In the OS X world, I had a paperless workflow that let me file away important PDF documents automatically by defining rules in Hazel and dropping an OCR’d PDF document in a monitored folder. Making sure the PDF had recognizable text was important, because Hazels rules were set up to make decisions based on the text of the PDF. For example, if the PDF has the words “MidAmerican Energy”, and the string of text that matches my account number, I know that it is my monthly power bill and needs to be renamed and moved into the appropriate folder. While Maid doesn’t fit this workflow out of the box, since the rule sets are ruby source code, they should be extensible enough to replicate.

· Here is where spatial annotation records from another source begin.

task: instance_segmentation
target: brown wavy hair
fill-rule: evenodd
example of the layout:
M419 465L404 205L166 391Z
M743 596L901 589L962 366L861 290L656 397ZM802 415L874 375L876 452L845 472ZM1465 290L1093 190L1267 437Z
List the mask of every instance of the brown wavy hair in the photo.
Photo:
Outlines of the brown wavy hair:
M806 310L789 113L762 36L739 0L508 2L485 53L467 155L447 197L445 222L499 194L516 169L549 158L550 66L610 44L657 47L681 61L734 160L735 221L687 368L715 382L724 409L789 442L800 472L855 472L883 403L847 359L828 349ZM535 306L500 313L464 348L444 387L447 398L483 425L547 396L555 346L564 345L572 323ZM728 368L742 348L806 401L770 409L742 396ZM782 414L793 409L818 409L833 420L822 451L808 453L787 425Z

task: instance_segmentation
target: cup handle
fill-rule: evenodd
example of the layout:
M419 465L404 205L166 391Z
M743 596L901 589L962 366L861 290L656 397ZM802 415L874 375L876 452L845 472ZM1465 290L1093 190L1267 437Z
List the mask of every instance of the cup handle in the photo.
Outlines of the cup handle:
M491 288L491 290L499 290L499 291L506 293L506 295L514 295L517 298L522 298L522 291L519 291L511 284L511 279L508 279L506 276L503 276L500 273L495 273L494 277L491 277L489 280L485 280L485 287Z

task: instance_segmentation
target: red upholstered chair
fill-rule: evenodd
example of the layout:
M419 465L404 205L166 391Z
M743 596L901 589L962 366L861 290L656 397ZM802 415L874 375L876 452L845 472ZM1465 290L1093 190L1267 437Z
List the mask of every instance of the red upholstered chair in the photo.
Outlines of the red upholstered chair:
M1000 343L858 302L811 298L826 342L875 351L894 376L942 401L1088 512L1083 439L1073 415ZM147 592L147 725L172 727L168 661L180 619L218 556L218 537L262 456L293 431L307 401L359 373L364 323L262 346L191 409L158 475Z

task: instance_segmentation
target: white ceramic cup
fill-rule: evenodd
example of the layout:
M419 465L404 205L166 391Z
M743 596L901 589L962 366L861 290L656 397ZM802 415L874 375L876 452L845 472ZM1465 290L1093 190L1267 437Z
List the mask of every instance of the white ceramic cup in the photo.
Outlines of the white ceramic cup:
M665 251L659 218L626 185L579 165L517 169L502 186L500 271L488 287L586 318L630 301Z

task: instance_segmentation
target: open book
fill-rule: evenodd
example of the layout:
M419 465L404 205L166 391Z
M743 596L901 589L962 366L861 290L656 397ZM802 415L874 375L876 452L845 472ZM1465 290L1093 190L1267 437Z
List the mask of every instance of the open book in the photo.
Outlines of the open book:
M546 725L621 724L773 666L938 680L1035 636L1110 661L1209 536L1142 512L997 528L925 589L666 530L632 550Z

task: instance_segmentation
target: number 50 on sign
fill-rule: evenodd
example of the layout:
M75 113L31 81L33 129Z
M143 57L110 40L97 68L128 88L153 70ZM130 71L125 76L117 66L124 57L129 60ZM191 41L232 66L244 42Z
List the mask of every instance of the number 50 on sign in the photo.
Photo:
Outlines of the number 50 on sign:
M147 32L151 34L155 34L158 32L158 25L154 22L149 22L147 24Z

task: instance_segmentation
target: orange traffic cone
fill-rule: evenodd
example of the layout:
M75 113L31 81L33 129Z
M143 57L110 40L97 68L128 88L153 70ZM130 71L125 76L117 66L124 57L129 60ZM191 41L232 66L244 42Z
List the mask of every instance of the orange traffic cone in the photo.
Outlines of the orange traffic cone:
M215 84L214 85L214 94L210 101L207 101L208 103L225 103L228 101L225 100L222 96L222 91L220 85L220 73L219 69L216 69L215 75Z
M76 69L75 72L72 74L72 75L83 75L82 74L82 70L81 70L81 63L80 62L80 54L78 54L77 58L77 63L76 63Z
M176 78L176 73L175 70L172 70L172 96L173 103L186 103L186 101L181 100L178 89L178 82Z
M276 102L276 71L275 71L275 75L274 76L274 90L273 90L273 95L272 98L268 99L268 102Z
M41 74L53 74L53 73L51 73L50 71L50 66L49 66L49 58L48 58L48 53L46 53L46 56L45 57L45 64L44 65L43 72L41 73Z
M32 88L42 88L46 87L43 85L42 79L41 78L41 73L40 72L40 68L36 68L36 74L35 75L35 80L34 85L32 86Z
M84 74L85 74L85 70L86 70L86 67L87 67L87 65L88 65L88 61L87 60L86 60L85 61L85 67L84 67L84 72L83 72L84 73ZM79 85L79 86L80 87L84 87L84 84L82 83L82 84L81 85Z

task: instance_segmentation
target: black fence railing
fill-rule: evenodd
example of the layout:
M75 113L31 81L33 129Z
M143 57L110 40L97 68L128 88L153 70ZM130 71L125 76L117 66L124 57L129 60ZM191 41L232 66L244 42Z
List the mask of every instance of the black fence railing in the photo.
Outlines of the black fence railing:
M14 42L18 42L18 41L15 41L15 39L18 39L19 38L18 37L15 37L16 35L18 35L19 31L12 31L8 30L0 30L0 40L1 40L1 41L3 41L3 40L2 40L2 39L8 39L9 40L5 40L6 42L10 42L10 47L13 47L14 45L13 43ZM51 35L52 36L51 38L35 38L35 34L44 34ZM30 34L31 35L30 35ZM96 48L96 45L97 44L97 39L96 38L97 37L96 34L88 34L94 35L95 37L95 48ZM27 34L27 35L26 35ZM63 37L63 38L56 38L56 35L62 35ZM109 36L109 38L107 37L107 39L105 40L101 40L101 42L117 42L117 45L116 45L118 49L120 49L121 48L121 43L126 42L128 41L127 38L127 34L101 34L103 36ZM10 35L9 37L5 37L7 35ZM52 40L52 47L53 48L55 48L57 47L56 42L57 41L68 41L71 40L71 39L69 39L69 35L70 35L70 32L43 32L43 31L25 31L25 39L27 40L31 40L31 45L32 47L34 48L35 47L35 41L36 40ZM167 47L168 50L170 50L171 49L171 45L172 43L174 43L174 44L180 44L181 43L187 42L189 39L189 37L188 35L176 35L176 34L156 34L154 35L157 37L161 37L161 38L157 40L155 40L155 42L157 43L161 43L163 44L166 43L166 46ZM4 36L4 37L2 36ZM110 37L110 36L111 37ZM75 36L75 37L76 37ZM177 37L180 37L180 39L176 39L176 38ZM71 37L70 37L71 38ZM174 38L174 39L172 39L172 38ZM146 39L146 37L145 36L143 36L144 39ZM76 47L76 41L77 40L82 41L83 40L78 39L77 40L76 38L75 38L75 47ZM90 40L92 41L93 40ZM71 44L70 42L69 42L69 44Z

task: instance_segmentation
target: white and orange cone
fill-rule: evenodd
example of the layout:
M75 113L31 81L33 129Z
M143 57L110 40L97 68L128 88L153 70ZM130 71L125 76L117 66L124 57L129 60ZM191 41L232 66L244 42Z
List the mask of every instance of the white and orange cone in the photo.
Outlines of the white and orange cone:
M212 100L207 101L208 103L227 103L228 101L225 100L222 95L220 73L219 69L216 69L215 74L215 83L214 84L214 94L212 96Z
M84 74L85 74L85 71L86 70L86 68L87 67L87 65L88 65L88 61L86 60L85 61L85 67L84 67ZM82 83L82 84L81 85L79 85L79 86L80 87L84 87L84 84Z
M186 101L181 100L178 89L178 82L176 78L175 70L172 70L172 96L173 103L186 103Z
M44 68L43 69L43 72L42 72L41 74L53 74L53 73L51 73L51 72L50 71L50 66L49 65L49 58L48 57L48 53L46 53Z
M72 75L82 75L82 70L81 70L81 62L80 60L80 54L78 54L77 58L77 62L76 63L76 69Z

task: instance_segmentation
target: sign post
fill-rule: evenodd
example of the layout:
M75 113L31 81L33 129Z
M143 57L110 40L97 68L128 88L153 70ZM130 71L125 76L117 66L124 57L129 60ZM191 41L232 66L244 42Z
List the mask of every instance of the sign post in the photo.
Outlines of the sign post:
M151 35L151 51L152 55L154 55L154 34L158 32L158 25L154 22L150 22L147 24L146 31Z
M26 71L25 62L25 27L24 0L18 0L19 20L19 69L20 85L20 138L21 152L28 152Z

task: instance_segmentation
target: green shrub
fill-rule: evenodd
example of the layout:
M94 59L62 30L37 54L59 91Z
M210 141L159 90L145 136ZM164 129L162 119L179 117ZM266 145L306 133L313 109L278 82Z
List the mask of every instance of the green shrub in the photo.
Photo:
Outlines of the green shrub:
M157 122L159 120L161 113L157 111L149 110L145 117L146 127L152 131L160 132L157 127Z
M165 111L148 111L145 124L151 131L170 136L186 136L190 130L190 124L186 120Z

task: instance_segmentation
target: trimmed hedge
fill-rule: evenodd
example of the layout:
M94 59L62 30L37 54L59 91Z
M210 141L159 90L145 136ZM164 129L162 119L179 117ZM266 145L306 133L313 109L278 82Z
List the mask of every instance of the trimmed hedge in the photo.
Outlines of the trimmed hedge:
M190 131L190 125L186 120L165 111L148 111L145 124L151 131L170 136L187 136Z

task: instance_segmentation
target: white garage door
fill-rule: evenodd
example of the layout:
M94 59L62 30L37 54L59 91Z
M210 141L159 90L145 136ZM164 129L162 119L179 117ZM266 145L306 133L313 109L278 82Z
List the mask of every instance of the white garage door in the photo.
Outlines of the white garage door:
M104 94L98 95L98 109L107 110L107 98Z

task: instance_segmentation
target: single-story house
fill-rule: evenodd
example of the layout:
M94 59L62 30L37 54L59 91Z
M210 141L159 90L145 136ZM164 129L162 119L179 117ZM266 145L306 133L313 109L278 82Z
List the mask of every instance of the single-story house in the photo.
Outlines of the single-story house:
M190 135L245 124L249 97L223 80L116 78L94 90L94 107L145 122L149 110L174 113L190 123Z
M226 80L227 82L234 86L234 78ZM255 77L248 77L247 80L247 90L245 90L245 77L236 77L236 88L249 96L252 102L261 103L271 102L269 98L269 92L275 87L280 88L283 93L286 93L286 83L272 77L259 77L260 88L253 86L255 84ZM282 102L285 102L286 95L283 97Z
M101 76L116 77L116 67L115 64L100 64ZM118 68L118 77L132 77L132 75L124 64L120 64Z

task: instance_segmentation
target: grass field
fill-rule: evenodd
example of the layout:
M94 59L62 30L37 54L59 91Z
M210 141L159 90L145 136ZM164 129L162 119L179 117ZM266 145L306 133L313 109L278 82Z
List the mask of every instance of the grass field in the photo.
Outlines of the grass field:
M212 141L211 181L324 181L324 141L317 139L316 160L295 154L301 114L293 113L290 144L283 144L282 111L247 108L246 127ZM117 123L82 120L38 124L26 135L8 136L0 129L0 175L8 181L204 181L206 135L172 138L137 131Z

For example, I’m currently writing a rules file that imports PDF::Reader, and should be able to parse the text of a PDF file and make the appropriate decision.

Maid rounds off my Linux desktop productivity trio, alongside Kupfer and AutoKey. Using these three tools, along with my trusty text editor Vim, mean that I hardly ever need to take my hands off the keyboard, that my PC is clean and organized, and that I can accomplish nearly any task without needing to stop to think about how I’m going to do it. When I download a file, the Maid takes care of moving it where it needs to go. When I’ve compiled a few LaTeX documents, the Maid comes in afterwards and cleans up the mess, leaving only the PDF and raw LaTeX source (and style files, if they are there).

Maid is a great utility, and I’m hoping to see more enhancements in future development. A daemon mode would be welcome, although Cron works just as well. It would also be nice if there were a standard way for Maid to parse the contents of files without hacking on additions. If I can get the pdf parsing to work reliably, I’ll share my work. If you have some clever rules to share, I’d love to hear about them. Let me know in the comments!